Un formulaire allégé, mais controversé
Le document actuel, critiqué pour sa complexité (20 pages, polices variées, centaines de cases), est remplacé par une version de 14 pages. Les termes techniques sont remplacés par des formulations plus accessibles, comme « les besoins pour la vie quotidienne » au lieu de « les attentes pour compenser la situation de handicap ».
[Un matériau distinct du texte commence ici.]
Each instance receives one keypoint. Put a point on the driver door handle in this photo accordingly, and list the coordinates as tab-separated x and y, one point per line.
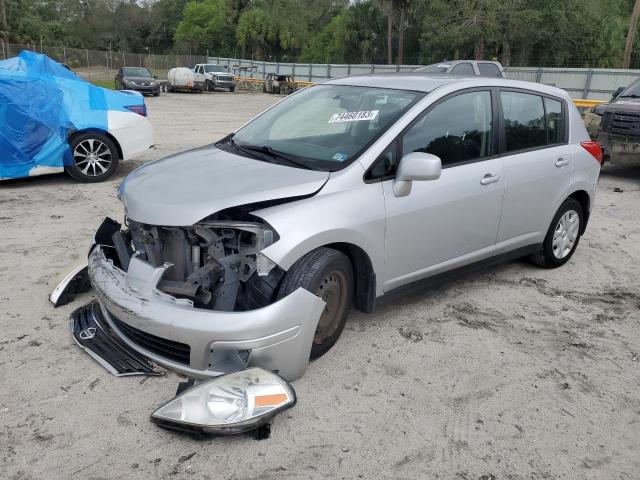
489	179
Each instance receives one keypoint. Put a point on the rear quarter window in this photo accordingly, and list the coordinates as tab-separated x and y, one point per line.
489	70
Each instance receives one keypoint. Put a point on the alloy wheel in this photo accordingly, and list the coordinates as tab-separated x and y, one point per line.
92	157
565	234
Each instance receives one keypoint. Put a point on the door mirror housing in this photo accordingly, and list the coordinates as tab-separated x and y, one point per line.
415	166
617	93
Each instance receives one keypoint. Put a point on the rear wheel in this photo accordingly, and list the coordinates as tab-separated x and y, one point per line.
94	157
326	273
562	237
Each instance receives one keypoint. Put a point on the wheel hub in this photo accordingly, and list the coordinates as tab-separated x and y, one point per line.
332	291
565	234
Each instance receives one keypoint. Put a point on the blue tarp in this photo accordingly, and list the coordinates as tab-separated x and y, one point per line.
41	102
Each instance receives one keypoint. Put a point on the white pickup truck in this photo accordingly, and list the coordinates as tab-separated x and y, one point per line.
214	76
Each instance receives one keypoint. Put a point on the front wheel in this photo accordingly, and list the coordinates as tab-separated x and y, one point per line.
562	237
94	157
326	273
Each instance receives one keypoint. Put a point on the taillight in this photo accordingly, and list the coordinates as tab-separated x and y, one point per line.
139	109
594	149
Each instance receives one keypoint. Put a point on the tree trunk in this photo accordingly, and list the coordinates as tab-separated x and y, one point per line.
506	53
478	48
4	28
390	33
631	35
399	58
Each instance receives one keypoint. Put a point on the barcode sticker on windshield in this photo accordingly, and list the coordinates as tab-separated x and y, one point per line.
354	116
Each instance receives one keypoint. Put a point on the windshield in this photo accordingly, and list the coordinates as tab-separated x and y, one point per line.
214	68
326	127
632	90
136	72
439	68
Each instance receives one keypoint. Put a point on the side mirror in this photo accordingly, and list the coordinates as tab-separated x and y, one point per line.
617	93
416	166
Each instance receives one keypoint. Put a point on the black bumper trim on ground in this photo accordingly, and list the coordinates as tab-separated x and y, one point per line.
93	334
169	349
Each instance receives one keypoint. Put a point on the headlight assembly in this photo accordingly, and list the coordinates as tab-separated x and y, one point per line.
233	403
Charlotte Parmentier-Lecocq, ancienne ministre déléguée à l’Autonomie, salue cette initiative :
« Les familles nous ont alertés sur la difficulté de décrire un projet de vie pour un enfant lourdement handicapé. Ce formulaire doit être humain. »
Les MDPH débordées, les usagers en attente
Les Maisons départementales des personnes handicapées (MDPH), souvent saturées, espèrent traiter les dossiers plus rapidement. La lettre de réponse, promise plus « humaine », pourrait éviter des formulations brutales comme « votre dossier est rejeté ».
Un risque de précarisation des droits
Arnaud de Broca, président du Collectif Handicaps, dénonce une réforme qui pourrait « réduire les droits des personnes handicapées » en simplifiant excessivement les demandes.
« À trop vouloir alléger, on prive les MDPH d’informations essentielles. Le gouvernement joue avec les droits fondamentaux. »
Le collectif exige un report de l’expérimentation, craignant une généralisation hâtive avant l’automne.
Un enjeu politique et social
Cette réforme s’inscrit dans un contexte de crise des services publics, où les associations dénoncent un désengagement de l’État. La gauche accuse le gouvernement Lecornu II de privilégier la bureaucratie sur l’inclusion, tandis que la droite et l’extrême droite minimisent les critiques, évoquant des « avancées techniques ».
En 2026, alors que la France se prépare pour les Jeux paralympiques, cette réforme interroge sur la place réelle accordée aux personnes handicapées dans la société.